By passing the structured_output_model, the Strands Agent constrains the model’s response to match the Pydantic schema. The result is a validated Python object where if the model’s first attempt does not conform to the schema, Strands automatically sends the validation errors back to the model and retries, producing a correct response without manual intervention. This approach eliminates malformed JSON, missing fields, wrong types, and hallucinated structure.

Role 2: Complete Command Generation with AI Functions

The second Amazon Bedrock role is generating complete command implementations. Direct integration of AI agents in code generation workflows is often avoided because of the model’s non-deterministic nature. There is no guarantee that generated code will compile, follow the expected structure, or avoid common pitfalls like empty error handlers. Strands AI Functions addresses this through runtime post-condition checking. AI Functions is a Python library for building reliable AI-powered applications through a new abstraction of functions that behave like standard Python functions but are evaluated by reasoning AI Agents. You decorate a function with @ai_function, write its prompt as a docstring with curly-brace placeholders, and attach post-conditions that the output must satisfy. If any post-condition fails, AI Functions automatically initiates a self-correcting loop, sending the specific error back to the model and retrying until all conditions pass or the maximum attempts are reached.

We use AI Functions to build a self-correcting code generation pipeline. Each generated command must pass three post-conditions before it is accepted:

from ai_functions import ai_function, PostConditionResult

def check_syntax(response: str) -> PostConditionResult:
    try:
        compile(response, '<generated>', 'exec')
        return PostConditionResult(passed=True)
    except SyntaxError as e:
        return PostConditionResult(
            passed=False,
            message=f"Python syntax error on line {e.lineno}: {e.msg}. Fix: {e.text}"
        )

def check_has_decorator(response: str) -> PostConditionResult:
    if '@cli.command' in response:
        return PostConditionResult(passed=True)
    return PostConditionResult(
        passed=False,
        message="Missing @cli.command() decorator."
    )

@ai_function(
    post_conditions=[check_syntax, check_has_decorator, check_no_empty_try],
    max_attempts=3
)
def generate_click_command(command_name: str, description: str, ...) -> str:
    """
    Generate a complete Click CLI command function in Python.

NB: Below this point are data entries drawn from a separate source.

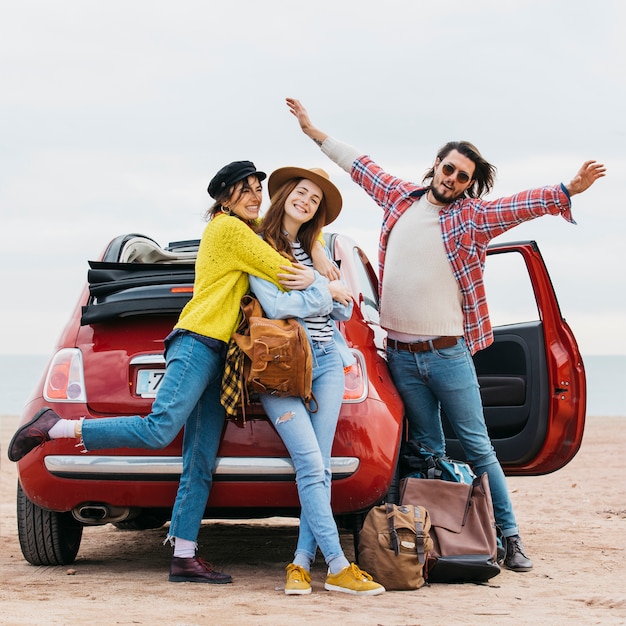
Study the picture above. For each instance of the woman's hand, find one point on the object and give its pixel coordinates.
(322, 263)
(296, 276)
(296, 108)
(339, 292)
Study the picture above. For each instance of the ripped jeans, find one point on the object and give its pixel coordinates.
(309, 438)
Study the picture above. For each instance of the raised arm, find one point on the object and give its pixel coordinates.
(586, 176)
(296, 108)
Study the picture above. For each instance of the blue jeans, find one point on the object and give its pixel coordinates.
(189, 396)
(309, 438)
(446, 379)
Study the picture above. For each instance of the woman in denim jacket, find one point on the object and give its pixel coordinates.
(302, 202)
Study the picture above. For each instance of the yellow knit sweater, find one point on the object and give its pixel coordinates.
(229, 251)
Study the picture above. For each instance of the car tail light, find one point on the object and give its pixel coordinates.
(355, 385)
(65, 381)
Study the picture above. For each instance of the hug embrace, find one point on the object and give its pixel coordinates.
(432, 306)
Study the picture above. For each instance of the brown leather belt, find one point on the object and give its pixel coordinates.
(423, 346)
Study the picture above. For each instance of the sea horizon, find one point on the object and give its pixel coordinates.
(606, 379)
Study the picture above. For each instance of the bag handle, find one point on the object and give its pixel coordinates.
(394, 541)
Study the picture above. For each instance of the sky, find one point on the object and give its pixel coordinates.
(115, 115)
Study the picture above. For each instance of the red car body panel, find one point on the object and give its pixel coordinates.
(369, 431)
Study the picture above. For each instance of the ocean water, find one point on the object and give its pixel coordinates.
(606, 383)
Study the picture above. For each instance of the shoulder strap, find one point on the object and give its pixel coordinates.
(394, 542)
(419, 536)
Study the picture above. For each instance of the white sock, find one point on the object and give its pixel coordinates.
(303, 561)
(337, 564)
(184, 549)
(63, 429)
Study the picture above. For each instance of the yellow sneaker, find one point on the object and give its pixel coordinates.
(298, 581)
(351, 579)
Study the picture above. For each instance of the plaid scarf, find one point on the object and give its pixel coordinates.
(233, 393)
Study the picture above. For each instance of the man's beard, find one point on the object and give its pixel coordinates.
(443, 199)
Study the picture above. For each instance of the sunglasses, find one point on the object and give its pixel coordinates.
(449, 169)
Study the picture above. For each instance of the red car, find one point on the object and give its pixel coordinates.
(109, 362)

    Use @cli.command() decorator. Include needed imports using 'from X import Y' style.
    Always use 'import click' and reference as click.echo(), click.style().

    Command: {command_name}
    Description: {description}
    """

The @ai_function decorator turns the function’s docstring into a prompt template. Curly-brace placeholders like {command_name} are filled from the function arguments at call time. Each post-condition receives the model’s response and returns a PostConditionResult. When a condition fails, AI Functions sends the error message back to the model and retries automatically, up to max_attempts. The model sees the specific failure (“syntax error on line 42”, “missing @cli.command decorator”, “empty try/except block detected”) and corrects it on the next attempt.

The prompt embedded in the docstring still enforces coding conventions (use import click rather than from click import, use from X import Y for all other imports) to prevent import conflicts. Post-conditions catch what the prompt misses, making the pipeline significantly more reliable than prompt engineering alone.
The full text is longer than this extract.